ERCOT is a non-profit organization regulated by the Public Utility Commission of Texas. According to the ERCOT website, "the organization is entrusted to keep electric power flowing to approximately 20 million Texas customers."
ERCOT Spokesperson Dottie Roark said her agency encourages its many power generating members to perform maintenance during April. "Summer is the peak time for us, so we encourage the maintenance work in April because of the cooler temperatures," said Roark.
Yet last Monday, many of ERCOT's customers coped with rolling blackouts due to unexpected hot temperatures.
Roark said the high on April 18 in Dallas was five degrees over the forecast, which caused a huge impact on the grid. "We don't expect temperatures in the 100s at this time, that's why we were short of capacity," she explained. In fact, she said it was a series of events that prompted the involuntary rolling blackouts - something the agency hasn't had to enact for 17 years.

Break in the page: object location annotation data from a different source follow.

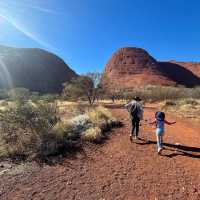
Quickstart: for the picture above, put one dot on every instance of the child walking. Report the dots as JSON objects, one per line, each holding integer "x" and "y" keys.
{"x": 160, "y": 125}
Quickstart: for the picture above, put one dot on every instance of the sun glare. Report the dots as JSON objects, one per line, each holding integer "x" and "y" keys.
{"x": 13, "y": 14}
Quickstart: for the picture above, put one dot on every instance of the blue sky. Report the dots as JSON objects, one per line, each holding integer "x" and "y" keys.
{"x": 85, "y": 33}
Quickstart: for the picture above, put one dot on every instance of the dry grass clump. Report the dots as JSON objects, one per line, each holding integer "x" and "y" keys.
{"x": 189, "y": 108}
{"x": 102, "y": 118}
{"x": 36, "y": 130}
{"x": 93, "y": 134}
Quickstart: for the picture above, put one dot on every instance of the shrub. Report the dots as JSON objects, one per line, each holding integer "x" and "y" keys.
{"x": 93, "y": 134}
{"x": 170, "y": 103}
{"x": 27, "y": 130}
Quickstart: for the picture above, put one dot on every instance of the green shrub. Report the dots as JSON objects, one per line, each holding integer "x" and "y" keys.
{"x": 27, "y": 130}
{"x": 93, "y": 134}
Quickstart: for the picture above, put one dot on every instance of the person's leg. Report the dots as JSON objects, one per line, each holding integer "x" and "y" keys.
{"x": 161, "y": 140}
{"x": 137, "y": 124}
{"x": 158, "y": 136}
{"x": 133, "y": 127}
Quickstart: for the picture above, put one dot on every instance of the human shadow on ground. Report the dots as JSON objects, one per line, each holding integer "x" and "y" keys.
{"x": 176, "y": 149}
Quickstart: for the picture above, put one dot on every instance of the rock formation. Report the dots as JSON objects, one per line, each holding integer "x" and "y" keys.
{"x": 34, "y": 69}
{"x": 133, "y": 67}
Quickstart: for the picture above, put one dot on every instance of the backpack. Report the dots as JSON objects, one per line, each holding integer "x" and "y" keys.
{"x": 160, "y": 116}
{"x": 134, "y": 111}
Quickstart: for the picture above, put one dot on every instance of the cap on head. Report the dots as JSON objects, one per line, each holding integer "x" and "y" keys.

"We do have an electric energy curtailment program and that's what we focused on last Monday," she said, noting the agency's plan for when events like last Monday's happen. Roark said the demand reached a high point last Monday at 12pm, so the agency went to the first step of their emergency plan. "We call in all available capacity. We did that in 2003 during an ice storm and that solved the problem. Yet this time it was still getting hot so we went to step 2 - bringing in the interruptible loads."
"Interruptible loads" is the term for those power generators who have signed a contract with ERCOT to move their loads to ERCOT's if their power is needed.
"Yet then around 4pm we had several units (fail) within a few minutes of each other," said Roark. "That's when our frequency went below a certain cycle. That triggers step 4 - rolling outages."
The failing units caused the process to immediately skip step three of notifying the public to conserve energy before outages were needed. Roark said that move may have inconvenienced some people, but in reality the power operators did the right thing.
"They saved the state from what could have been a really extended sustained blackout which would have cost money and lives. Thank goodness we had our emergency procedure in place to avoid a blackout."
Now ERCOT staff are reviewing lessons learned from last Monday's emergency to see how to avoid it in the future.
This week's temperatures in Texas are forecast to be slightly cooler.